Вот так с ним обращались, кошмар какой-то. Он к ним ходил, ночевать негде, но он знал, что они его любят тоже, это такой вот пьяный жаргон.

Там же его учитель жил, который преподавал в 1905-го года, Синицын.

Я встречался с его преподавателем и спросил:

— За что вы Зверева уволили?

— Володь, ну представляешь, висел портрет Маленкова, не на чем писать, он снял, перевернул, замазал и накатал натюрморт. Его ничему не учили, я к нему подходил, и он мне говорил: «Старик, это не твое дело, ты смотри, чтобы мы не дрались и друг у друга кисточки не воровали. А мы сами разберемся».

Вот и прицепились. А уволили за то, что бороду носил, как стиляга, — нельзя было. Булганину или Калинину козлиную бородку можно было, а молодому художнику нет.

Михайлов-Романов рассказывал, как Зверева страшно били какие-то художники. Володя Лобанов, его брат, фотограф, показывал слайды, получался фильм, один день из Толиной жизни.

Брата я его хорошо знал, и у меня были его фотографии. Там до драк доходило. Михайлов личность была дай боже. Он такой был сексуальный маньяк. Но талантливый парень был, ассамбляжи делал, объекты. Хороший художник был. Не скажешь, что ерунда какая-то, способности были. Жил он на Рылеева, квартира хорошая у него была. Плавинский там же был, другие, все выпивали и вели беседы. Они не были великосветскими или творческими, странные какие-то беседы. Ни одной из них передать невозможно. Сексуален был невероятно и любил молоденьких сексуальных девочек. Девочками он великолепно пользовался. Тогда были молодые московские давалочки, сейчас уж таких нет, может за 100 долларов или за 50, я не знаю. Тогда были романтические натуры. И вот эти девочки все время на этот мед слетались. Михайлов однажды мне показал: «Смотри, Немуха!» — две девочки у него в кровати лежат, лет восемнадцати. «Немухин, вот мое увлечение. Такие девчонки. Приходи к нам!» А я уж не выпиваю, а без выпивки чего у вас сидеть как гриб в углу.

Нина Стивенс жила в соседнем с Михайловым доме, но это был другой мир.

Нина нас любила, но Зверев у Михайлова позднее появился. А Михайлов и не мог оказаться у Нины. Надо у Димки Плавинского спросить, сейчас позвоним, спросим.

— Дим, не можешь сказать, когда появляется Михайлов в Москве? Когда ты у него со Зверевым появляешься? Раньше, что ты! Горком начинается 75–76-й год, после «бульдозеров». Я так тоже думаю, что в 70-х годах, потому что Зверев у меня в мастерской появляется в 68-м году, когда я с Лидкой разошелся — и он уже ходил к Михайлову.

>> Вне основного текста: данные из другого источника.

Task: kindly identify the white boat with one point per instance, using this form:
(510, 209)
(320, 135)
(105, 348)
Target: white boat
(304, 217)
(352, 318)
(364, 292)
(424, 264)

Думаю, в конце 60-х — начале 70-х. Димка говорит — в конце 70-х, но это неправильно.

Может, в конце 70-х там уже более активная жизнь началась. Я Михайлова знал в 90-х, уже не франтом, бомжом. У него собирались остатки старой богемы, бродяги, студенты и разночинцы. Он сильно подражал Звереву в жизни, замечательно врал про клады в арбатских подвалах, картину Рафаэля и банду «Черная кошка».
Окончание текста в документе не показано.